Little Bill représente parfaitement l’ambiguïté du cinéma eastwoodien, son anti-manichéeisme total et aussi le désir constant du cinéaste de troubler les pistes à son encontre. D’un côté, Little Bill est le contraire de l’idéal libertarien d’Eastwood : il dirige Big Whiskey d’une main de fer, décide qui vit et qui meurt, et comment se règlent les affaires de la ville. De l’autre, il impose dans la ville un gun control – ce à propos de quoi Eastwood a plutôt été en faveur malgré les ragots qui circulent à son égard, toujours prompts à en faire une figure fasciste –, et surtout, il ne dirige ni par goût du pouvoir ou appât du gain, simplement pour préserver la pérennité des lieux. Lui-même ne souhaite d’ailleurs que construire sa petite masion au bord du lac pour y couler ses vieux jours. On pourrait croire que sa petite oligarchie avec ses adjoints façonne presque une idylle westernienne, puisque la ville échappe globalement à la criminalité pourtant si typique du genre. Le seul forfait comis, d’ailleurs, moteur de l’intrigue, est le fait de cow-boys de passage, des barbares étrangers. Mais lorsque ces pauvres types tailladent une prostituée et que la peine de mort est réclamée par les autres travailleuses du sexe, Little Bill, tout pragmatique qu’il est, préfère nuancer en précisant que déjà trop de sang a coulé. La communauté a davantage intérêt à trouver une forme de compensations qui dépasse le cadre de la vengeance : ce sera donc une poignée de chevaux. Finalement, plutôt qu’une idylle, Big Whiskey est à certains égard une contre-utopie westernienne, où la rationalité déshumanisée et liberticide permet néanmoins à la petite cité d’exister. Un dictateur, presque dans le sens romain du terme, et pour cause, puisqu’Eastwood en disait : « Il a un certain charme… Et je crois qu’il pense qu’il faire le bien, c’est simplement quelqu’un qui fait son boulot. [1] » La question de « faire son boulot », qu’il soit moral ou amoral, sera par ailleurs au centre de plusieurs films d’Eastwood contemporains, comme American Sniper (2014) ou Sully (2016).

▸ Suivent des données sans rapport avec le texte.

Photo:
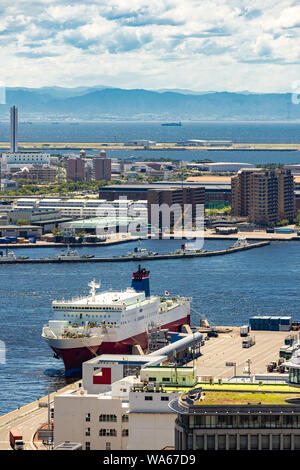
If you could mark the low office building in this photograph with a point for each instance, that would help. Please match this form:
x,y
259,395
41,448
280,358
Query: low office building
x,y
238,418
48,219
116,411
84,208
21,159
45,173
265,196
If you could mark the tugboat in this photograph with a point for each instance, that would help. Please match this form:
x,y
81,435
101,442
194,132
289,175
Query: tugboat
x,y
190,248
70,254
176,124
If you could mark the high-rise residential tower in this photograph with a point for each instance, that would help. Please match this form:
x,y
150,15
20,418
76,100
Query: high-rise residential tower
x,y
13,129
265,196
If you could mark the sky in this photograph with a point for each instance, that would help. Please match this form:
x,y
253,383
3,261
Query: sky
x,y
201,45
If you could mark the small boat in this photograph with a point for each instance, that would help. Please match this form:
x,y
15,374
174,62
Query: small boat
x,y
9,256
176,124
189,249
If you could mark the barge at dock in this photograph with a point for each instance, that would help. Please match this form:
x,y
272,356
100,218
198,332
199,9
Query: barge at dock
x,y
111,322
180,254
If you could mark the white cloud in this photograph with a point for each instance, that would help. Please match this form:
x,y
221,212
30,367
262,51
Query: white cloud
x,y
202,45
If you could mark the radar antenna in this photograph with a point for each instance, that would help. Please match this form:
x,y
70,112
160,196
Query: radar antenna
x,y
94,285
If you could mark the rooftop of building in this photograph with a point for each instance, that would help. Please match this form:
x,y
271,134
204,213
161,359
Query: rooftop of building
x,y
123,358
240,395
208,179
102,222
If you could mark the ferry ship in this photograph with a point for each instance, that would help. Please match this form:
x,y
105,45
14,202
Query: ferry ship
x,y
111,322
177,124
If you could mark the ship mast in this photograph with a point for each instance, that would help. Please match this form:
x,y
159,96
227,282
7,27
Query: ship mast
x,y
93,285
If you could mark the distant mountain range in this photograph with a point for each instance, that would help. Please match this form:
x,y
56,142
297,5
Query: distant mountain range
x,y
100,102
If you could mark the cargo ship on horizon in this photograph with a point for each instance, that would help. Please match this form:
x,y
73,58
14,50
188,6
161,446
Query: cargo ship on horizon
x,y
111,322
176,124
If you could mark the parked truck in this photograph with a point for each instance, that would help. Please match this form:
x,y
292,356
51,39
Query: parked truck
x,y
248,342
16,439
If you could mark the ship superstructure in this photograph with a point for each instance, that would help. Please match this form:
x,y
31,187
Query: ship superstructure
x,y
111,321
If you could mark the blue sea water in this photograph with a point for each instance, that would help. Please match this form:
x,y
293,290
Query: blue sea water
x,y
81,132
226,289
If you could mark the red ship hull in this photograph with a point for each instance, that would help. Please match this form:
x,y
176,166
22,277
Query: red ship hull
x,y
73,358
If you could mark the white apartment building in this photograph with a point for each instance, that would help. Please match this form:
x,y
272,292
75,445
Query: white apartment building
x,y
85,208
97,421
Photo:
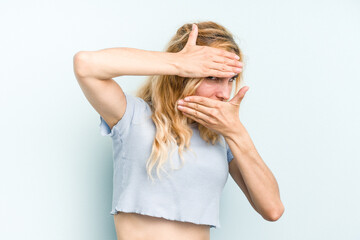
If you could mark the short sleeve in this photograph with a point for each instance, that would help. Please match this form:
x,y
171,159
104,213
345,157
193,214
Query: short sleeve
x,y
229,153
124,123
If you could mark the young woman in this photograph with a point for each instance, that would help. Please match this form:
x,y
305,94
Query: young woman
x,y
195,142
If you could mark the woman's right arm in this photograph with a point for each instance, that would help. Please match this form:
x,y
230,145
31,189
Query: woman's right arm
x,y
94,71
113,62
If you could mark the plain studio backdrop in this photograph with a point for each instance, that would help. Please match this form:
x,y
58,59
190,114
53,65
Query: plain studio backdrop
x,y
302,112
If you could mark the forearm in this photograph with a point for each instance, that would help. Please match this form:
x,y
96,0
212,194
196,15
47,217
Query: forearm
x,y
260,182
113,62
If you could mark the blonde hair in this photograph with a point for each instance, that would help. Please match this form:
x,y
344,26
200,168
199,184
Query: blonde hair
x,y
161,92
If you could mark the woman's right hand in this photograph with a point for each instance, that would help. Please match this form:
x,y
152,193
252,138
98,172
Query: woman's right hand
x,y
203,61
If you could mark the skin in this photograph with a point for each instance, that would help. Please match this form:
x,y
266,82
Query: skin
x,y
208,107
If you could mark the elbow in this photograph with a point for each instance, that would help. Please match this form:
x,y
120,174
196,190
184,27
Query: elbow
x,y
275,214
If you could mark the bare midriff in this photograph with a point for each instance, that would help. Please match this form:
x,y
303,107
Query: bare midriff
x,y
133,226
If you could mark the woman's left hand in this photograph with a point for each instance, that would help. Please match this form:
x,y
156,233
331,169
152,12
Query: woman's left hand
x,y
216,115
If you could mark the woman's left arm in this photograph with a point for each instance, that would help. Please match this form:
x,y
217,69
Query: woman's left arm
x,y
252,175
260,182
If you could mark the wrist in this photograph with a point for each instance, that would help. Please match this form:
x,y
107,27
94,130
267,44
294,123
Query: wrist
x,y
173,63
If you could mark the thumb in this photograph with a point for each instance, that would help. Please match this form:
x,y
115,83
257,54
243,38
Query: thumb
x,y
192,36
240,95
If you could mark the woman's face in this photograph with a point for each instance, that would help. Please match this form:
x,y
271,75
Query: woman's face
x,y
216,88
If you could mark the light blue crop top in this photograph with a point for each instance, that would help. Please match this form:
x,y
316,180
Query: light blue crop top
x,y
189,194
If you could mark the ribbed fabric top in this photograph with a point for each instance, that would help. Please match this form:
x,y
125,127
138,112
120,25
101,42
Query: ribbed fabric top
x,y
188,194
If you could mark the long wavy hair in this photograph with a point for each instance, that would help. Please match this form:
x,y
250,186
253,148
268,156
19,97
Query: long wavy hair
x,y
161,92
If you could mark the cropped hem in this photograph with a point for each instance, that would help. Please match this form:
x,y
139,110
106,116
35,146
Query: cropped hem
x,y
142,212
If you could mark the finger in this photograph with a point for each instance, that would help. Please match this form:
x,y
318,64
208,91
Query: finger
x,y
217,73
228,61
195,115
196,107
208,102
225,53
192,36
225,68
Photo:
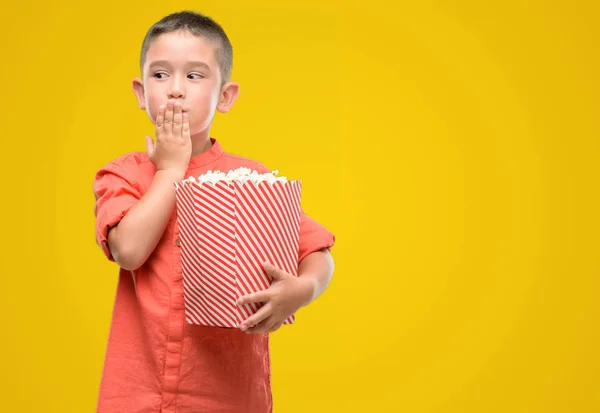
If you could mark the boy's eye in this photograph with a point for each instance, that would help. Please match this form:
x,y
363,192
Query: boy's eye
x,y
198,75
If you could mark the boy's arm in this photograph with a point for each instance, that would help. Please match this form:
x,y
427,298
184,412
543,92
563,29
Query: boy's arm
x,y
316,269
132,241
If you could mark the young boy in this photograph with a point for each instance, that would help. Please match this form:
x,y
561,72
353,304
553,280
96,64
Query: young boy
x,y
155,360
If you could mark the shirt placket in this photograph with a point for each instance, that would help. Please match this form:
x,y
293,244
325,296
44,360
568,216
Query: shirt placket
x,y
175,328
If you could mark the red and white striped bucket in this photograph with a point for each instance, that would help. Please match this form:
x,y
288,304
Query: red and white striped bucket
x,y
227,231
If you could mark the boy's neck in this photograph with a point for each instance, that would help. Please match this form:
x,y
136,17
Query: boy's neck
x,y
200,143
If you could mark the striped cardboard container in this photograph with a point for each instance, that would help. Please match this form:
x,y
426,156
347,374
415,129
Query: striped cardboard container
x,y
227,231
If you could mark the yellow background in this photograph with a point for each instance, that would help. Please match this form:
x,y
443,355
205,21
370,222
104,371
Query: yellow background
x,y
451,146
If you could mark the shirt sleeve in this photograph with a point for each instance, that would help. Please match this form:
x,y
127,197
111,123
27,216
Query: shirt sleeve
x,y
313,237
116,191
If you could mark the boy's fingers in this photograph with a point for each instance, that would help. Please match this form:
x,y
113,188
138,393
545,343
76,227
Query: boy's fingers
x,y
258,297
168,125
266,325
149,146
257,317
185,130
177,119
160,117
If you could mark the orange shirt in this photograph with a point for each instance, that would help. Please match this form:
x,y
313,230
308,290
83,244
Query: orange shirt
x,y
156,361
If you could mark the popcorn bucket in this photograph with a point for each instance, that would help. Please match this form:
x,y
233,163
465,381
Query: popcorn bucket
x,y
228,228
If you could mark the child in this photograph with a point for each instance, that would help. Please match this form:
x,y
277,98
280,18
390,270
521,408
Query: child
x,y
155,360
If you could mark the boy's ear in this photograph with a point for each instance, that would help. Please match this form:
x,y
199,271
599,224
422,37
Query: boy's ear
x,y
138,89
229,93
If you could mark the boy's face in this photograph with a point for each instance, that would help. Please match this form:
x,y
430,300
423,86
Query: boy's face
x,y
184,67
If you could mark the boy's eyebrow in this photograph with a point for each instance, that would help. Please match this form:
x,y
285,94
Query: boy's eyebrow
x,y
166,63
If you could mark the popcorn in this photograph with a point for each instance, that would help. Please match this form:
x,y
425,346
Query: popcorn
x,y
241,174
230,223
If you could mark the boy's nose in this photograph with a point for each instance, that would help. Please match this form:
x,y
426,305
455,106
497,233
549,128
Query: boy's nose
x,y
176,93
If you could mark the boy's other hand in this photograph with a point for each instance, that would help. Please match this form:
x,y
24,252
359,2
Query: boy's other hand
x,y
286,295
173,147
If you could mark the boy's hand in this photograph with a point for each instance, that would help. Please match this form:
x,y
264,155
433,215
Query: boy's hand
x,y
173,147
283,298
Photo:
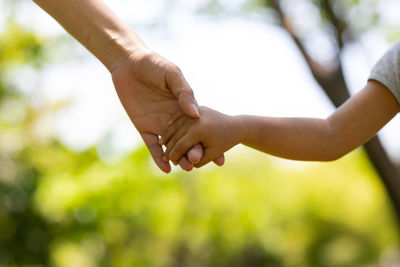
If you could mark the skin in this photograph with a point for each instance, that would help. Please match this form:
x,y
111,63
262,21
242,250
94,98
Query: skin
x,y
307,139
150,87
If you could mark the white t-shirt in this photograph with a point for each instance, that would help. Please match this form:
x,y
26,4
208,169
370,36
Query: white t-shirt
x,y
387,70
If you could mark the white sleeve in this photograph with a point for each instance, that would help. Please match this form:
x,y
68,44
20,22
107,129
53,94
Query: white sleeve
x,y
387,70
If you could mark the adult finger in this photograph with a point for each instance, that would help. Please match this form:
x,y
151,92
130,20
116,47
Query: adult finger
x,y
172,142
156,151
185,164
182,91
195,153
219,161
182,146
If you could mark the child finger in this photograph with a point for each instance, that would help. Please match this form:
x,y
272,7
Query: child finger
x,y
181,147
185,164
174,139
220,160
209,155
172,130
156,151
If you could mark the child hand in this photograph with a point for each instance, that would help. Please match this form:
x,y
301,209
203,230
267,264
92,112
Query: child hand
x,y
214,130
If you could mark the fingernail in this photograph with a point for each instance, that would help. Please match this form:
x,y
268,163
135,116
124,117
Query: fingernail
x,y
195,109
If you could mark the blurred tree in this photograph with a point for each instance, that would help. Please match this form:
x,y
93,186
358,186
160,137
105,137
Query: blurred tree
x,y
64,208
312,24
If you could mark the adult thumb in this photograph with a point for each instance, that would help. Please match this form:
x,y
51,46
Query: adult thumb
x,y
182,91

Eastwood réfléchit donc à l’usage de la violence sous deux approches dans Impitoyable : par Little Bill, c’est le théorique « monopole de la violence », une violence calculée, d’usage par l’État, donc en l’occurrence lui ; par William Munny, c’est davantage une violence impérieuse et instinctive, utilisée éventuellement pour faire le « bien », donc en somme celle du vigilante, figure incarnée à plusieurs reprises par Eastwood. Ainsi, il poursuit également une tradition du « western de salauds » déjà bien aboutie dans La Horde sauvage (1969), ou même préalablement dans Quarante tueurs (1957) de Samuel Fuller. Il y juxtapose cependant une autre nuance, celle du « western de simplets » façon John McCabe (1971) de Robert Altman ou Deux hommes dans l’Ouest (1971) de Blake Edwards, où la communauté, l’Ouest et ses rêves se construisent puis s’autodétruisent selon les mésaventures de cowboys un brin loosers sur les bords. Impitoyable fait se côtoyer un grotesque presque innocent – les élucubrations britannico-royalistes d’English Bob (Richard Harris) – à des humiliations terrifiantes. La déconstruction (qui est autant mythologique, morale que physique) des héros obsède Eastwood depuis longtemps. C’était, après tout, déjà le cas dans Les Proies, sorti vingt ans plus tôt, en 1971, la même année que L’Inspecteur Harry, mais il fallait ici qu’il mature pour le rôle. Ainsi, il pouvait lui-même faire traîner ce vieux cowboy dans la boue par des cochons, usé, amoindri, peu capable de remonter sur une selle (l’image de William Holden, avachi sur sa monture dans La Horde sauvage après en être tombé, n’est évidemment plus très loin), et encore moins de se défendre (il ne coupe pas au passage à tabac par Little Bill).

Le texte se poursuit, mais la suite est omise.